ALU Implementation

A project log for FPGA NES

Learning Verilog by creating an FPGA implementation of the Nintendo Entertainment System

irwinzirwinz 04/29/2017 at 16:520 Comments

Ok, here we’re going to go through the 6502 ALU (and my implementation of it), since it’s relatively straightforward and independent of the rest of the CPU. Below I’ve included the block diagram of the ALU.

It’s got two 8-bit input registers (A and B), both of which can be filled from several different inputs. The B input can additionally be fed with an inverted data bus, allowing the ALU to do subtraction. There are 5 intrinsic operations: add, and, or, exclusive-or, and shift right. The add instruction can also do subtraction, when combined with the inverted data bus. There is a carry-in and carry-out, to allow for >8-bit operations. There is also an overflow bit that detects signed over- or underflow. On the block diagram there are a few other input and output bits, but those are used only for the 6502 decimal mode which the NES CPU does not implement, so we’ll ignore them.

I won’t talk about the input or output registers here, as I decided to have the ALU module be independent of them. I included them in the diagram in order to highlight the inverted DB input. In my ALU, I moved the inversion into the ALU itself rather than outside the B input (because it was cleaner? I dunno, it just happened). So the inputs to the ALU module consist of the A and B registers, the carry bit, and the control signals (the operations plus the inversion signal). One final change is that I included an extra operation, rotate right. That was done purely for convenience, since I’m still not quite sure how this was implemented on the actual 6502 (can anybody clarify?).

With that, here’s the code:

module ALU(  
    input wire SUM_en, AND_en, EOR_en, OR_en, SR_en, INV_en, ROR_en, // Operation control
    input wire [7:0] Ain, Bin, 					     // Data inputs
    input wire Cin, 						     // Carry in
    output reg [7:0] RES,					     // Operation result
    output reg Cout, 						     // Carry out
    output wire OVFout						     // Overflow out
    // Declare signals:
    wire [7:0] Bint;
    // Select inverted or non-inverted B input:
    assign Bint = INV_en ? ~Bin : Bin;
    // Perform requested operation:
    always @(*) begin
	// Defaults:
	RES = 0;
	Cout = 0;
	// Operations:
        if (SUM_en)
	    {Cout, RES} = Ain + Bint + Cin;	// add with carry-in, carry-out
        else if (AND_en)
            RES = Ain & Bin;			// and
        else if (EOR_en)
            RES = Ain ^ Bin;			// xor
        else if (OR_en)
            RES = Ain | Bin;	                // or
        else if (SR_en)
            {RES, Cout} = {Ain,1'd0} >> 1;	// shift right with carry-out
	else if (ROR_en)
	    {RES, Cout} = {Cin,Ain,1'd0} >> 1;	// shift right with carry-in, carry-out
    // Set overflow flag (set if both inputs are same sign, but output is a different sign):
    assign OVFout = (Ain[7] && Bint[7] && (!RES[7])) || ((!Ain[7]) && (!Bint[7]) && RES[7]);

As noted above, the B input inversion in handled inside the ALU module, for reasons. Each operation is handled in a separate case. The input carry bit is used for add and rotate right operations. Carry output is changed for add, shift, and rotate operations (auto cleared for logical ops, but the rest of the CPU will ignore it in those instances). The overflow bit is an interesting one (the best reference for understanding it is Ken Shirriff’s blog:, it basically detects when an operation results in a number that can’t fit in a signed byte (for example: 127 + 1 = -128, instead of +128). To calculate it, the ALU checks that if both inputs (after inverting B if necessary) are the same sign, the result should also be that sign. If it’s not (again, +127 + 1 = -128), then the overflow bit is set. By inverting B, the same math works for subtraction and negative inputs.

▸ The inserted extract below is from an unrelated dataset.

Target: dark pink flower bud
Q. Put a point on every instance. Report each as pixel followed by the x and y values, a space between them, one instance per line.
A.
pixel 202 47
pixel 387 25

One note here is that the ALU relies on the programmer to correctly set the carry input for the requested operation. For example, for a normal 8-bit add, the carry bit should be cleared before the operation (for >8-bit adds, the carry is cleared for the first op, and then the carry out is used for the next byte(s)). For subtraction, the opposite is true – the carry bit should be set prior to an 8-bit subtract. That’s because, for subtraction, the carry bit acts as a “borrow” bit. You can also think of it like implementing an add of the 2’s complement of the input (so to subtract B from A, you invert B and set the carry, so that the result is adding –B to A). Again, for >8-bit subtracts, the carry out is used for the next byte(s).

And… that’s about it! The implementation of the ALU is pretty simple, the real magic comes in the different ways you can manipulate the inputs and controls in order to do some cool things.